Ouvimos por aí, diariamente, notícias a respeito de pessoas que inventaram coisas muito interessantes e que por ironia do destino estávamos a um passo de criar. Aí é inevitável aquele comentário lamentando não ter realizado antes o feito. Mais comum ainda é quando alguém cria ou desenvolve algo tão simples e óbvio que talvez nunca tinhamos pensado em fazer.

O que faz com que essas pessoas consigam chegar lá? Consigam inventar algo relativamente simples que lhes traga fama ou dinheiro? Será que foi muito estudo? Será que foi pura sorte ou o destino que lhes concedeu um lugar ao sol?

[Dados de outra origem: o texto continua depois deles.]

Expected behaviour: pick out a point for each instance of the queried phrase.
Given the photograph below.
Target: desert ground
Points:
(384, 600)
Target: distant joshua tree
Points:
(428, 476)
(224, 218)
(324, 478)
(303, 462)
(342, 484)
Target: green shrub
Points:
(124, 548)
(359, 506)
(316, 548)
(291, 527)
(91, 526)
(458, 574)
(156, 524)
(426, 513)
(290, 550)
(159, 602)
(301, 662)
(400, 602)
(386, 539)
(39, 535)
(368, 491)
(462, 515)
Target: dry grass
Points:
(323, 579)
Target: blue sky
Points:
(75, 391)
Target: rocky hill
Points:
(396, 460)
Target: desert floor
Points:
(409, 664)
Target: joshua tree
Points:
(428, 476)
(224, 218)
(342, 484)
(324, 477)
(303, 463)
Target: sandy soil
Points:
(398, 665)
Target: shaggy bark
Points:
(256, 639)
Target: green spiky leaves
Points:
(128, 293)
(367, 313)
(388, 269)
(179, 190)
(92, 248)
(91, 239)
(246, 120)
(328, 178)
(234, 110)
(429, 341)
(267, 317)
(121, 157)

Algum exemplos como o inventor da Havaianas, da garrafa de água ou do velcro parecem ter sido sorteados nesse mundo por levarem a tanta gente coisas que consideradas simples e cotidianas.

Uma possível resposta pode estar também igualmente tão obvia e próxima a você. A curiosidade aliada ao espírito de criação, de invenção, ao longo dos anos torna as pessoas mais sensíveis às oportunidades. A inércia, ao contrário, faz-no viver sem ter de fato vivido e passamos por este mundo apenas para servir e cumprir um roteiro padrão, default.

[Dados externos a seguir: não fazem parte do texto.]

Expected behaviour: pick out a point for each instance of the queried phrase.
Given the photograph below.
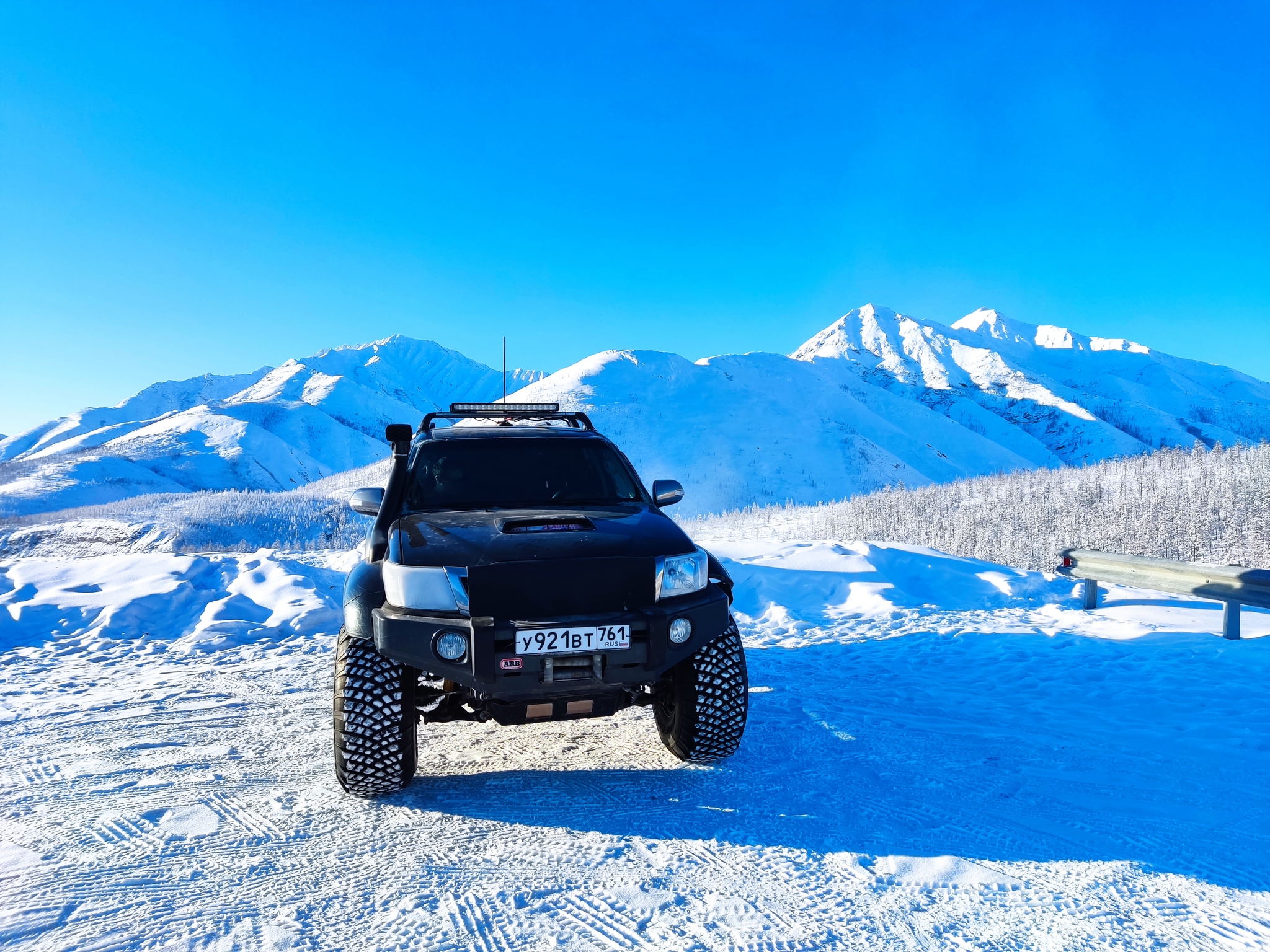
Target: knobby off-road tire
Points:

É a mesma história da maçã que caiu na cabeça do Newton e ele não ficou parado lá sem ligar para aquilo, ao contrário, acostumado a pensar e pensar pôde então elaborar as suas leis e revolucionar o mundo.

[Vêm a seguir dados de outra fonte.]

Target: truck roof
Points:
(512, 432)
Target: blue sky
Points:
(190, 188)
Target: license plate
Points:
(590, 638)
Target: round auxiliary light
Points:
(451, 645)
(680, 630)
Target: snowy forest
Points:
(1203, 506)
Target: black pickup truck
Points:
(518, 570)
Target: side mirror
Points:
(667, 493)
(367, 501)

É preciso treino e treino diário. É preciso buscar respostas às coisas mais simples quando elas estão acontecendo e não quando já se foram e é preciso buscar o novo, porque a maçã já caiu e alguém estava lá reparando nisso.

Outras maçãs caem todos os dias e precisamos estar atentos para não deixarmos de percebê-las. Senão você corre o risco de ser igual a um passageiro que dorme em um ônibus passando por todos os pontos sem saber o que tinha em cada um deles, inclusive naquele em que ele iria descer.

Não se esqueça que um empreendedor não é um ser inerte.